Test v14/v15 performance regression
Note this same simple codebase runs optimized on Jetson Nano (ARM64), Ubuntu Linux on Intel, and Windows with Visual Studio. Without writing any platform-specific code.
Requires an Ubuntu Linux server running on a modern Intel CPU.
git clone https://github.com/catid/halide-test
cd halide-test
sudo apt install cmake clang llvm
Set up Halide:
mkdir distros
cd distros
wget https://github.com/halide/Halide/releases/download/v14.0.0/Halide-14.0.0-x86-64-linux-6b9ed2afd1d6d0badf04986602c943e287d44e46.tar.gz
tar vzxf Halide-14.0.0-x86-64-linux-6b9ed2afd1d6d0badf04986602c943e287d44e46.tar.gz
wget https://github.com/halide/Halide/releases/download/v15.0.1/Halide-15.0.1-x86-64-linux-4c63f1befa1063184c5982b11b6a2cc17d4e5815.tar.gz
tar vzxf Halide-15.0.1-x86-64-linux-4c63f1befa1063184c5982b11b6a2cc17d4e5815.tar.gz
# Or the release for your platform from: https://github.com/halide/Halide/releases/
cd ..
Run the benchmark with v14:
mkdir build14
cd build14
cmake -DHALIDE_VERSION=14.0.0 ..
make -j
./benchmark
Note the speed. Should be the same each time within 10 microseconds.

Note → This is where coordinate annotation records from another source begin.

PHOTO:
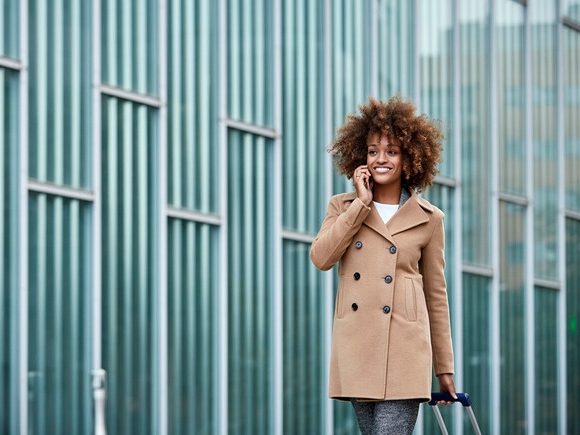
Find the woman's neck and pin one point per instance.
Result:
(387, 194)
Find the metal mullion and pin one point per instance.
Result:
(23, 223)
(495, 237)
(327, 125)
(12, 64)
(222, 298)
(61, 191)
(162, 230)
(562, 301)
(132, 96)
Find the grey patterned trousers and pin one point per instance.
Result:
(387, 417)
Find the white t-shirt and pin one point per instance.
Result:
(386, 210)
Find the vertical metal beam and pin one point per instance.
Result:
(23, 223)
(328, 290)
(562, 367)
(529, 230)
(163, 379)
(495, 246)
(278, 240)
(457, 307)
(222, 298)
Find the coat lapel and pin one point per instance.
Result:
(411, 214)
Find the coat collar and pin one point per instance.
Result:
(413, 211)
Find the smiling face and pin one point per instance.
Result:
(384, 160)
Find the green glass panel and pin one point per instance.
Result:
(436, 70)
(545, 137)
(60, 92)
(512, 320)
(9, 28)
(59, 308)
(475, 128)
(250, 42)
(303, 140)
(396, 39)
(572, 320)
(305, 371)
(509, 31)
(192, 112)
(193, 324)
(129, 144)
(546, 348)
(571, 85)
(8, 254)
(130, 48)
(572, 9)
(351, 60)
(250, 284)
(477, 348)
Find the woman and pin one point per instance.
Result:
(391, 320)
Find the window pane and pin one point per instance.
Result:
(192, 113)
(512, 321)
(509, 31)
(477, 348)
(436, 70)
(475, 126)
(250, 61)
(546, 346)
(396, 36)
(543, 47)
(130, 52)
(129, 144)
(193, 325)
(250, 217)
(60, 86)
(59, 308)
(305, 366)
(9, 105)
(304, 139)
(572, 324)
(571, 78)
(9, 29)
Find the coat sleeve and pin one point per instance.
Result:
(336, 232)
(432, 267)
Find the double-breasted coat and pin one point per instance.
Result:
(391, 321)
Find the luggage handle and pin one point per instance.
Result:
(463, 398)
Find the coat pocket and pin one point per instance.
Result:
(410, 299)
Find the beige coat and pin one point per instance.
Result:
(391, 319)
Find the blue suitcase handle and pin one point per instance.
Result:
(463, 398)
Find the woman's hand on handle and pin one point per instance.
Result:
(446, 385)
(363, 183)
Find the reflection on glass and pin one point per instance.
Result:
(546, 347)
(436, 70)
(475, 126)
(545, 144)
(509, 31)
(512, 322)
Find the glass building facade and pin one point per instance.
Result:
(164, 171)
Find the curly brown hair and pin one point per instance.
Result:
(419, 137)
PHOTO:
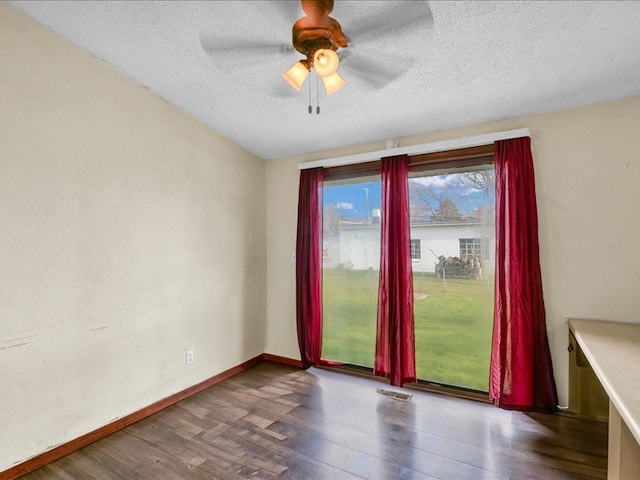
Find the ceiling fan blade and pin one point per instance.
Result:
(395, 17)
(288, 10)
(214, 45)
(379, 72)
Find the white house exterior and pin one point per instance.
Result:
(357, 246)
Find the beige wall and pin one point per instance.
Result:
(129, 233)
(587, 163)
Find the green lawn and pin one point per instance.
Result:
(453, 325)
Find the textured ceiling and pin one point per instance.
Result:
(414, 66)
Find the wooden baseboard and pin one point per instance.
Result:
(292, 362)
(65, 449)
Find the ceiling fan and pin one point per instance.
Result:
(317, 36)
(369, 29)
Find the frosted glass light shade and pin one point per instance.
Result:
(296, 75)
(325, 62)
(333, 83)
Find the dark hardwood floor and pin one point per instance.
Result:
(274, 421)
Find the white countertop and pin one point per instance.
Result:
(613, 350)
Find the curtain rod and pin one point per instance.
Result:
(463, 142)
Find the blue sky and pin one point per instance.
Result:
(351, 199)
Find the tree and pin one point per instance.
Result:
(447, 211)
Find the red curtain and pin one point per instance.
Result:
(395, 345)
(521, 375)
(309, 266)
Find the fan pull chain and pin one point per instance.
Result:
(317, 96)
(310, 107)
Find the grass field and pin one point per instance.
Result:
(453, 325)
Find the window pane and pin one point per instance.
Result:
(351, 258)
(452, 215)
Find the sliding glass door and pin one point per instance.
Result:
(452, 245)
(351, 258)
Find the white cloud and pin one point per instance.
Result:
(437, 181)
(344, 206)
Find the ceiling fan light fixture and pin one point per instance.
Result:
(325, 62)
(296, 75)
(333, 83)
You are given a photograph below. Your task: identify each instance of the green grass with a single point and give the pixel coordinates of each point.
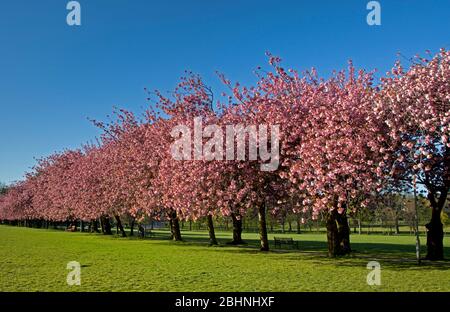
(36, 259)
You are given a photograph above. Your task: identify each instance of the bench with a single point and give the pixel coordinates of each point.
(285, 241)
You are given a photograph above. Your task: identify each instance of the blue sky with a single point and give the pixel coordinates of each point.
(53, 76)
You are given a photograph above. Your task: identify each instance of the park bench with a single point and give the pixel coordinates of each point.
(285, 241)
(144, 232)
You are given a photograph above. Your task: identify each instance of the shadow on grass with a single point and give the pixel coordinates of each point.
(398, 256)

Run the benchmark with v15:
mkdir build15
cd build15
cmake -DHALIDE_VERSION=15.0.1 ..
make -j
./benchmark
I'd expect them to produce the same speed output, but v15 runs 50% slower than v14 without running an auto-scheduler.
With auto-scheduler enabled, they're about the same.